Hands down the best Afghan restaurant in Baltimore is The Helmand. Dining there is equivalent to dining at a good friend’s home, intimate and warm, inviting and familiar. You grow to know the faces of the staff over the years, and grow to love the hearty and filling dishes you can always count on.
The first time I tasted kaddo borawni, I almost fell off my chair it was so good. Pieces of pumpkin are roasted with sugar until they are soft and dripping with sweetness, and served with a garlic-infused yogurt sauce. I have to stop here for a moment, as I wipe the drool off my face.
There are other versions to this dish that in addition to the yogurt, a meat sauce is also served with the pumpkin. I thought, what an interesting combination. I just had to try this out at home. Each component was incredibly simple to make, except for the pumpkin prep: cutting it into pieces and peeling each one with a knife, since the skin was too thick for a vegetable peeler. Here’s a quick tip: to open up a pumpkin, just drop it on your kitchen floor a couple of times. The impact will split it open for you.
The resulting dish is so delicious you’ll really want to stock up on pumpkins this fall. The flavor combinations are all so unique, and it works! Of course, you can make this dish vegetarian by omitting the meat sauce, just like the way the Helmand serves it up.
1 sugar pumpkin (about 3 lbs)
4 Tbsp vegetable or corn oil
3/4 cup sugar
2 8-oz. containers yogurt
2 cloves garlic, finely minced
1/2 tsp salt
1/2 lb lean ground beef
1 small onion, diced
2 cloves garlic, minced
1 tsp coriander powder
1 tsp ground nutmeg
1/2 tsp ground cumin
1/2 tsp fresh minced ginger
1 8-oz. can tomato sauce
2 Tbsp tomato paste
1. For the pumpkin: Split open your pumpkin, clean out the seeds and fibers from the core, and cut into small pieces, about 2-3 inches on each side. Carefully peel with a sharp knife or vegetable peeler.
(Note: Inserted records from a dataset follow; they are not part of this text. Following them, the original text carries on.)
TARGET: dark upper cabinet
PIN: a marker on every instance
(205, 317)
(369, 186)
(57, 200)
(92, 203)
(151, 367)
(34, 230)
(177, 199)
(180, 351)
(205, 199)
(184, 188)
2. Heat the oil in a large stockpot on high heat. Add the pumpkin, stir to coat with oil, cover and cook for about 5-7 minutes, stirring every few minutes. Transfer the pumpkin into a dutch oven or a large cast iron pot, sprinkle evenly with the sugar, cover, and bake for about 30 minutes in a 350F oven.
3. Meanwhile, make the yogurt sauce. Stir yogurt, garlic, and salt together. Set aside to allow the flavors to intensify.
4. For the meat sauce: Cook the onion in a skillet over medium heat until transluscent. Stir in the beef and cook until lightly browned. Add the garlic, coriander, nutmeg, cumin, and ginger. Cook about 2 minutes to release all the flavors. Add the tomato sauce and paste. You may need to add 1/2 cup of water to thin down the sauce if it is too thick. You want a wetter sauce at this point, as you will need to let it reduce down. Cook for 5 minutes more.
5. To serve: Spoon the pumpkin onto a plate and drizzle with yogurt and meat sauces. Serve warm.